The grieving process is different for every person and children must grieve too. Grieving is an important part of letting go of someone or something. Children may not be aware of the permanence of death or may be unsure of how to grieve. To help children cope with grief, it is first important to make sure that the children understand that it is okay to grieve and that every person grieves in a different manner.

The first thing you can do to help your child cope with grief is to let them know that the death is not their fault. Similar to divorce, children may feel guilty over the loss of a loved one. Ensure your child that death is a part of life and was not caused as a result of their actions.

Children will feel an empty gap in their lives, especially if the loved one was a close member of the family. Having a picture or memorable item on hand to give to your child will help to fill that gap. While items will not erase the loss, they will help your children feel like they are still close to the deceased.

It is also a good idea to have your children express their feelings. If they cannot talk about the loss, it may help to write them down. Feelings can be written down in the form of poetry or a letter to the deceased. Giving your child a journal will give them a private place to store their thoughts.

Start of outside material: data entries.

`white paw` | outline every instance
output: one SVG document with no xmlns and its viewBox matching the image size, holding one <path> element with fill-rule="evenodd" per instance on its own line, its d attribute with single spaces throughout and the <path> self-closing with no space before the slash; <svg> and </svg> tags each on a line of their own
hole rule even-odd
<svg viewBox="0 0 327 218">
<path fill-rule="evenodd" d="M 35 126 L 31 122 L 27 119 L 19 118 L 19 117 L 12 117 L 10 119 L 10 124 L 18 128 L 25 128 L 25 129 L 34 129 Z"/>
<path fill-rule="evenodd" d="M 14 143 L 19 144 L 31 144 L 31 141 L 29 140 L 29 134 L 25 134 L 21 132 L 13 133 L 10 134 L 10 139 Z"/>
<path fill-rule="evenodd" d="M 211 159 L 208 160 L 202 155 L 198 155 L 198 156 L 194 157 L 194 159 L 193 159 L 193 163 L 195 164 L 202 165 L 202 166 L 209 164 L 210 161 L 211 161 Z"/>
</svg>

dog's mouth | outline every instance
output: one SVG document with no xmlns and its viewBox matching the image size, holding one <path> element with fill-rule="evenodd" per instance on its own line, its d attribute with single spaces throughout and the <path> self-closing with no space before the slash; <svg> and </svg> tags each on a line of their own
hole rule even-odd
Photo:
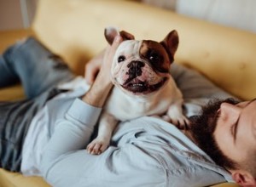
<svg viewBox="0 0 256 187">
<path fill-rule="evenodd" d="M 161 88 L 166 81 L 167 80 L 166 77 L 164 77 L 160 82 L 159 82 L 156 84 L 149 85 L 147 81 L 143 82 L 141 80 L 138 80 L 137 78 L 133 79 L 132 81 L 125 83 L 122 85 L 122 87 L 130 92 L 132 92 L 134 94 L 149 94 L 152 92 L 154 92 L 158 90 L 160 88 Z"/>
</svg>

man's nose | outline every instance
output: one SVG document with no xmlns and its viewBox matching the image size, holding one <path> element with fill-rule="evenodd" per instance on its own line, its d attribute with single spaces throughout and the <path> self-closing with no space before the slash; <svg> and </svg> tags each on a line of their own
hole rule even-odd
<svg viewBox="0 0 256 187">
<path fill-rule="evenodd" d="M 241 108 L 229 103 L 220 105 L 220 116 L 226 124 L 234 124 L 238 119 Z"/>
</svg>

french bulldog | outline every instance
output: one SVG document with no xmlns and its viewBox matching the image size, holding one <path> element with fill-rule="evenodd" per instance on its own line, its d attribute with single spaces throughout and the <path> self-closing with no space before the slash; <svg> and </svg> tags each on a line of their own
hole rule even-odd
<svg viewBox="0 0 256 187">
<path fill-rule="evenodd" d="M 87 146 L 87 151 L 94 155 L 108 148 L 119 121 L 161 116 L 181 128 L 189 123 L 183 114 L 182 93 L 170 74 L 178 46 L 177 32 L 171 31 L 158 42 L 135 40 L 131 33 L 113 27 L 105 29 L 109 44 L 116 35 L 120 35 L 124 41 L 113 56 L 113 88 L 100 116 L 97 137 Z"/>
</svg>

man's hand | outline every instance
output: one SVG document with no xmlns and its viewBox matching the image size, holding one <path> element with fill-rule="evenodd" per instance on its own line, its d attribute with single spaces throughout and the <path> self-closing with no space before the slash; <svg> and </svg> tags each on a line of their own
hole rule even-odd
<svg viewBox="0 0 256 187">
<path fill-rule="evenodd" d="M 122 41 L 122 37 L 117 36 L 112 46 L 107 48 L 99 73 L 90 90 L 83 97 L 83 100 L 87 104 L 96 107 L 103 106 L 108 93 L 113 87 L 110 77 L 113 58 Z"/>
</svg>

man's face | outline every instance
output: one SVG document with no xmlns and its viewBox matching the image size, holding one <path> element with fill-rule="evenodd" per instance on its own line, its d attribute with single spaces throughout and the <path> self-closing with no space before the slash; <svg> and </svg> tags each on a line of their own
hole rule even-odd
<svg viewBox="0 0 256 187">
<path fill-rule="evenodd" d="M 256 99 L 222 103 L 218 116 L 213 133 L 217 144 L 232 161 L 243 162 L 256 148 Z"/>
</svg>

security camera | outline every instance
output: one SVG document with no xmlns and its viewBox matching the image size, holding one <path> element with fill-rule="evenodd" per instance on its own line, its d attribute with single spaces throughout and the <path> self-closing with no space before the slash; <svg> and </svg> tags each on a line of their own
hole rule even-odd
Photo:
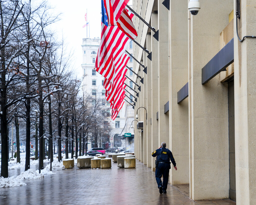
<svg viewBox="0 0 256 205">
<path fill-rule="evenodd" d="M 199 0 L 189 0 L 188 10 L 192 15 L 196 15 L 200 9 Z"/>
</svg>

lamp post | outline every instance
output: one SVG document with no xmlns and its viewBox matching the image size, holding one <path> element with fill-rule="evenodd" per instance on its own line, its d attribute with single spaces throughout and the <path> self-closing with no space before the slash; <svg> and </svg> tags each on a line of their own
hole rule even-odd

It is beneficial to discuss any religious or spiritual beliefs that your family may have. It is okay to explain that a loved one is now in Heaven if that is what you believe. Younger children may not understand the concept of an afterlife, or even really care. Your support is the most important thing to them during a period of grief.

Children experience grief too, in their own way. Explaining the concept of death to them and reinforcing that there is no blame placed on them is a positive way to show a child how to grieve. Children are very good at expressing themselves in writing and a journal may be the outlet that your child needs to help him cope.

Feel free to explain any religious beliefs that you may have, and understand that what a child really needs during a period of grief is to know that they are not to blame, they are loved and that you will be there to guide them through the process.